Bolting on that long snout on the end of the crank is what caused that pulley to fail.
The second thing is that the vibrations that the counter shafts counter... occurs at 3000rpms and again at 6000rpms, so the argument that it's a race engine, which operates above 3000rpms and thus is not subject to the vibration in question is not valid.
This because ... the 1st order vibration (the crank vibration) without balance shafts can clearly be felt at approximately 3000rpms. The next set of vibrations, which are the 2nd order vibration (non-sinusoidal motion of the piston and connecting rod) occurs at exactly double the rpm of the first order vibration (approximately 3000rpms)... which results in the 2nd order vibration at approximately 6000rpms.

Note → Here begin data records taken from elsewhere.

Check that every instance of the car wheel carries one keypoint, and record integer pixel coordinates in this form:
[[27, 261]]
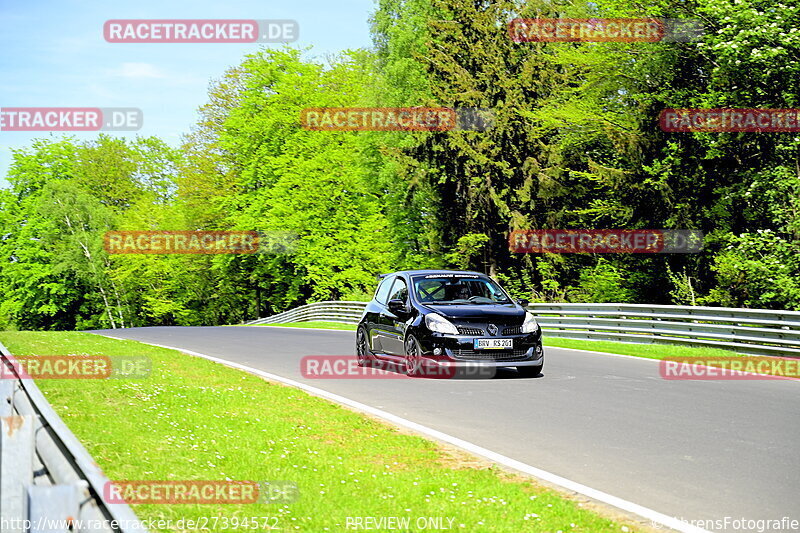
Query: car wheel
[[413, 359], [363, 353], [529, 371]]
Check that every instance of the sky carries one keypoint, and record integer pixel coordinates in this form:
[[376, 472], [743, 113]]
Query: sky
[[53, 54]]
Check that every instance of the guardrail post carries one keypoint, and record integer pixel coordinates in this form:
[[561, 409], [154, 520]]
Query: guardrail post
[[16, 470], [53, 509]]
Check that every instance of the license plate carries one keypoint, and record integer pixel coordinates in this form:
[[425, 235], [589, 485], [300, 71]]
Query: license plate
[[494, 344]]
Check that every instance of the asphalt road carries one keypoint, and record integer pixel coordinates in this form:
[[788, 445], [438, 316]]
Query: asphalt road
[[695, 450]]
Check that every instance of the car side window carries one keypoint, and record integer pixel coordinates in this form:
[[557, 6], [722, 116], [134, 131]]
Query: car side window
[[399, 290], [382, 294]]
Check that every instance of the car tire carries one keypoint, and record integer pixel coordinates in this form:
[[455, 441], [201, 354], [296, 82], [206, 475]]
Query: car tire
[[412, 362], [529, 371], [363, 353]]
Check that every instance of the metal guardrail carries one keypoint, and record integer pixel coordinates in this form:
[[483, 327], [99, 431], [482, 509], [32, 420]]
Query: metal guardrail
[[748, 331], [48, 481]]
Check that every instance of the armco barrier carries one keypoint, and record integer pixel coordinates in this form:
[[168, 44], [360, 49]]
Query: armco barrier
[[750, 331], [46, 476]]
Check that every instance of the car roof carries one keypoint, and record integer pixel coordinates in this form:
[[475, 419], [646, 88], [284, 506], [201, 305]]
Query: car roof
[[430, 272]]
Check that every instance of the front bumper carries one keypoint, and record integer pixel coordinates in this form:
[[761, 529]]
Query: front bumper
[[458, 350]]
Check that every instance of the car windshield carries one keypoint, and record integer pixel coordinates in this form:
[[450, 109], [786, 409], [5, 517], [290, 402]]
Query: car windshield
[[458, 290]]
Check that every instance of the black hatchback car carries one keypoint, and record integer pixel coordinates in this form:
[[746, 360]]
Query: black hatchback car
[[432, 318]]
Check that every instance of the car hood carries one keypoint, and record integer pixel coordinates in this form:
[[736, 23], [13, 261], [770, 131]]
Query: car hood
[[507, 313]]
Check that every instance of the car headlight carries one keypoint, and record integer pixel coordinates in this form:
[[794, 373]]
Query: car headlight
[[530, 325], [440, 324]]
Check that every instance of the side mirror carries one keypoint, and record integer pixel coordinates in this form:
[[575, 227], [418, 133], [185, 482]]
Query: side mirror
[[398, 307]]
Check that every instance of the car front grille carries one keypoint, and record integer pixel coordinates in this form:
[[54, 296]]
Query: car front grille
[[490, 355], [470, 331]]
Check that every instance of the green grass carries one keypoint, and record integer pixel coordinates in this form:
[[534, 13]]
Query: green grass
[[650, 351], [192, 419]]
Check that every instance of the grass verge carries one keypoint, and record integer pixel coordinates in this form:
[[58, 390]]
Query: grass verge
[[192, 419]]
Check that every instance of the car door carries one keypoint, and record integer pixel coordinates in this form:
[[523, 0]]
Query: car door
[[377, 321], [394, 326]]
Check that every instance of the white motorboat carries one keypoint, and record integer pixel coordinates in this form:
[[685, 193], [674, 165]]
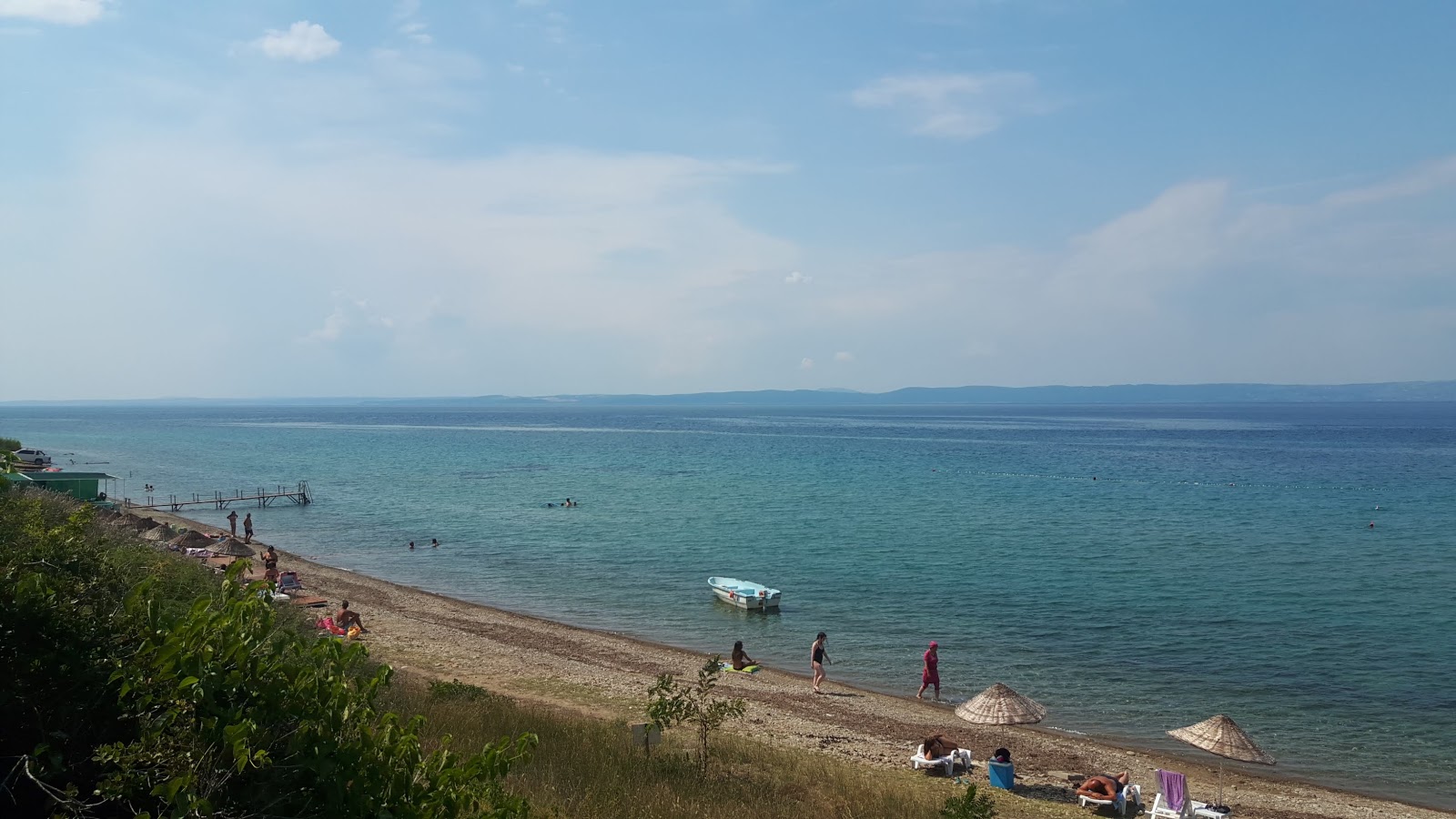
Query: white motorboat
[[753, 596]]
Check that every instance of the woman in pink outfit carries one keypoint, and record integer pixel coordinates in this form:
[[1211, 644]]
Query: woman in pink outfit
[[931, 673]]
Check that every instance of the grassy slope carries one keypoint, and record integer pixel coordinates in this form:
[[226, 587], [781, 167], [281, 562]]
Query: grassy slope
[[586, 768]]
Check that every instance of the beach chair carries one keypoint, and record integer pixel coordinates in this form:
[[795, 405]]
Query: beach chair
[[1172, 800], [950, 761], [1002, 774], [1130, 794]]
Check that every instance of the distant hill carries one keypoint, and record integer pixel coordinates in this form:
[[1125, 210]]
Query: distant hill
[[1116, 394]]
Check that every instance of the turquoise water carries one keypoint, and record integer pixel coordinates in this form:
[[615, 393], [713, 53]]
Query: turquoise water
[[1135, 569]]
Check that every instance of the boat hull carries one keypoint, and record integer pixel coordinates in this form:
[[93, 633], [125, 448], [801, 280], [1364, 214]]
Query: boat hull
[[744, 595]]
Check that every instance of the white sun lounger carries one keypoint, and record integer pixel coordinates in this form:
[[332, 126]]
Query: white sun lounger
[[960, 755], [1120, 804]]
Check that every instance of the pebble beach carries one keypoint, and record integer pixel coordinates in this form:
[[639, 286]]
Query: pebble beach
[[606, 675]]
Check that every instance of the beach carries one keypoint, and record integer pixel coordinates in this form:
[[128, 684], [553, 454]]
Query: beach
[[606, 675]]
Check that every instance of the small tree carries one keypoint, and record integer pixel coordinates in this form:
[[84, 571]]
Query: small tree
[[676, 703], [970, 806]]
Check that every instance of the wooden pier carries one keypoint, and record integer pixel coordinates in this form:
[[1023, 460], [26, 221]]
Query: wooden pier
[[298, 496]]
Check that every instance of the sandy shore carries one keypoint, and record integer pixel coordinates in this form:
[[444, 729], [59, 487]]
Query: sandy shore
[[608, 675]]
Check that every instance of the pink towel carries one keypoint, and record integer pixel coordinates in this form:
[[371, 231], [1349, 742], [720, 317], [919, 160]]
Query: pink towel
[[1174, 787]]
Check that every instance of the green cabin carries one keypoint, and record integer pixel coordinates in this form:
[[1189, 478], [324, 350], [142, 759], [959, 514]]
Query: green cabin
[[80, 486]]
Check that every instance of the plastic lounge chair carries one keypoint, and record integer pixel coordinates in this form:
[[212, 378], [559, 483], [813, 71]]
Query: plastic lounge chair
[[1001, 774], [1128, 793], [960, 755], [1172, 800]]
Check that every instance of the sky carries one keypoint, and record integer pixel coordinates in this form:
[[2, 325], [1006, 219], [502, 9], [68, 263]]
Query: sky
[[536, 197]]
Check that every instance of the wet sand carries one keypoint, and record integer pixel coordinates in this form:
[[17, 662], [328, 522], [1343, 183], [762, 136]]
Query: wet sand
[[606, 675]]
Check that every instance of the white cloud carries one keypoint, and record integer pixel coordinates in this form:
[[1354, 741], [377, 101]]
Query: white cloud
[[954, 106], [63, 12], [415, 33], [303, 41], [1421, 179]]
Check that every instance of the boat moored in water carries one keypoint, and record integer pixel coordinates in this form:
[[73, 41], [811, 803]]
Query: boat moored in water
[[753, 596]]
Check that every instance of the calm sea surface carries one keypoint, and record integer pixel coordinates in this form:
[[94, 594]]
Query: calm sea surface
[[1135, 569]]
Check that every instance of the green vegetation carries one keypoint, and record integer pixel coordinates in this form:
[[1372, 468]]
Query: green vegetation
[[968, 806], [673, 704], [587, 768], [143, 687], [136, 682]]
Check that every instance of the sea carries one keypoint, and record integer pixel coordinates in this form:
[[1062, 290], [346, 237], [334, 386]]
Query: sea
[[1135, 569]]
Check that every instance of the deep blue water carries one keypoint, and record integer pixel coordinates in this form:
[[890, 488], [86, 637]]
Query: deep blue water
[[1135, 569]]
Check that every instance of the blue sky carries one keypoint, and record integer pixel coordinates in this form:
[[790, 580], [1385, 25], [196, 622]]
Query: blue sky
[[373, 197]]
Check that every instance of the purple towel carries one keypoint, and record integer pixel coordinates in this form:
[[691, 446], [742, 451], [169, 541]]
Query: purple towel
[[1174, 787]]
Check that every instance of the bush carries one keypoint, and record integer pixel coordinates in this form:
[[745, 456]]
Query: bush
[[673, 704], [968, 806], [135, 694]]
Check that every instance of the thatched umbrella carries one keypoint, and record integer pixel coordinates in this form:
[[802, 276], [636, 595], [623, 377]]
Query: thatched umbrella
[[193, 540], [1222, 736], [233, 547], [1001, 705]]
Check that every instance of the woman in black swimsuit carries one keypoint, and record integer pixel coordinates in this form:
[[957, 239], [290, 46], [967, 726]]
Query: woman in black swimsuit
[[817, 658]]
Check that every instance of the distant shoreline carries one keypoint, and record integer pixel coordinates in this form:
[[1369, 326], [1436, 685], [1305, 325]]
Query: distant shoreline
[[1052, 395], [584, 669]]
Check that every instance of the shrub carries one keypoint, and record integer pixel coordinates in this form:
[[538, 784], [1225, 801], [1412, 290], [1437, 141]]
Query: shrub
[[673, 704], [968, 806], [128, 693]]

The 2nd order vibration is more harmful than first order vibration. This is what cracks and breaks ****.
Third... the crank being lightened isn't the issue. It's the firing order of a 4 cylinder engine which is exacerbated by the large displacement.
If you cut down the crank counter weights (ala knife edging...), it's still balanced against the weight of your specific pistons and rods combination. And assuming it's done correctly, the crank is perfectly balanced. Thus cutting it down (or knife edging) has zero effect on the vibration produced.
Lastly if your piston and rod combo is heavier than the stock 2.5L or 3.0L combo (which it might be due to it being stronger and physically larger) the vibration will become greater (or smaller if the weight is less) in amplitude depending on the weight difference.
Again... the vibration is a result of the fact that it's an inline 4 which inherently produces specific types of vibrations. The heavier the piston/rod combo, the higher these vibrations are in amplitude.
I wonder if the counter weights in a 3.0L are the same weight of those in a 2.5L? (probably not but it would be interesting to know).
TonyG
Bolting on that long snout on the end of the crank is what caused that pulley to fail.
The second thing is that the vibrations that the counter shafts counter... occurs at 3000rpms and again at 6000rpms, so the argument that it's a race engine, which operates above 3000rpms and thus is not subject to the vibration in question is not valid.
This because ... the 1st order vibration (the crank vibration) without balance shafts can clearly be felt at approximately 3000rpms. The next set of vibrations, which are the 2nd order vibration (non-sinusoidal motion of the piston and connecting rod) occurs at exactly double the rpm of the first order vibration (approximately 3000rpms)... which results in the 2nd order vibration at approximately 6000rpms.
The 2nd order vibration is more harmful than first order vibration. This is what cracks and breaks ****.
Third... the crank being lightened isn't the issue. It's the firing order of a 4 cylinder engine which is exacerbated by the large displacement.
If you cut down the crank counter weights (ala knife edging...), it's still balanced against the weight of your specific pistons and rods combination. And assuming it's done correctly, the crank is perfectly balanced. Thus cutting it down (or knife edging) has zero effect on the vibration produced.
Lastly if your piston and rod combo is heavier than the stock 2.5L or 3.0L combo (which it might be due to it being stronger and physically larger) the vibration will become greater (or smaller if the weight is less) in amplitude depending on the weight difference.
Again... the vibration is a result of the fact that it's an inline 4 which inherently produces specific types of vibrations. The heavier the piston/rod combo, the higher these vibrations are in amplitude.
I wonder if the counter weights in a 3.0L are the same weight of those in a 2.5L? (probably not but it would be interesting to know).
TonyG
Also can't think of other i4 race motors that run balance shafts?